FAMILY PHOTO TAKEN IN 1920
This one photo is an image of the melting pot Guam was for all its modern history. "Modern" from 1668 to this day.
The woman in the photo has Chamorro blood. And Spanish. And English. And Scots. And Polynesian blood from the Marquesas.
The man in the picture is Portuguese but born in Hawaii.
The baby boy is all of the above. His great great grandmother was a Castro. His great great great grandmother was a Cruz. All the rest of his recent ancestors on his mother's side were Duarte, Andújar (both Spanish), Millinchamp (English), Anderson (Scots) and a Polynesian great great grandmother whose last name is hard to pin down. Pacific islanders traditionally didn't have surnames until European powers colonized them.
On his father's side, the baby boy is all Portuguese.
But, a Chamorro biha (elderly lady) living on Guam in 1920, if she asked who the baby's parents were, and heard that the mother was Rita'n Duarte, the biha would've said, "O! Låhen Duåtte!" "Oh! Duarte's boy," and the baby boy would have been considered Chamorro, part of the local, indigenous community. Even with all the extra ethnic lines. Why?
Because as long as there is one Chamorro line among the many; as long as the community can say, "Oh. So-and-so is the mother, grandmother, father, grandfather," and know who they're talking about, and whose parents they had, then the baby boy belongs to the Chamorro community. One drop of Chamorro blood makes you Chamorro, according to Chamorro culture, because it's all about connections. We don't care who else you're connected with. If you're connected with us, you're connected.
WHO IS THIS FAMILY?
María Victoria's mother, though, was Emilia Castro Anderson, so the Chamorro enters in with Castro, and even her father, Juan Cruz Anderson, was Chamorro through his mother, a Cruz.

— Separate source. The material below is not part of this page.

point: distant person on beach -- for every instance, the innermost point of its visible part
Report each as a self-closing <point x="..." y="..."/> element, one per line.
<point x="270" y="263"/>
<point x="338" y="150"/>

Adventure on the high seas brought Anderson to Guam, being part of the Freycinet expedition and, according to one account, remaining on Guam because of some past controversy. Proximity to the Marianas and troubles in the Bonin community brought the Millinchamps from those islands to Guam. Spanish military service brought Duarte to Guam. Working for the Cable company brought American David Dias from Hawaii to American Guam. Everyone else in the baby boy's lineage was born here.
CABLE STATION IN SUMAY
One of the first things the Americans did after they took possession of Guam in 1898 was connect Guam to the worldwide cable system. This put Guam in cablegram communication with the rest of the world. Electrical impulses on Guam were sent via an underwater cable to connection points all over the world and, voila, news and information could be sent and could be received within minutes.
The Cable Station was located in Sumay.
David Dias, born in Hawaii of Portuguese parents who moved there, came to work for the Cable company in Sumay. He met Rita Duarte and they were married at least by 1918, because their baby boy Walter was born on Guam on May 28, 1919.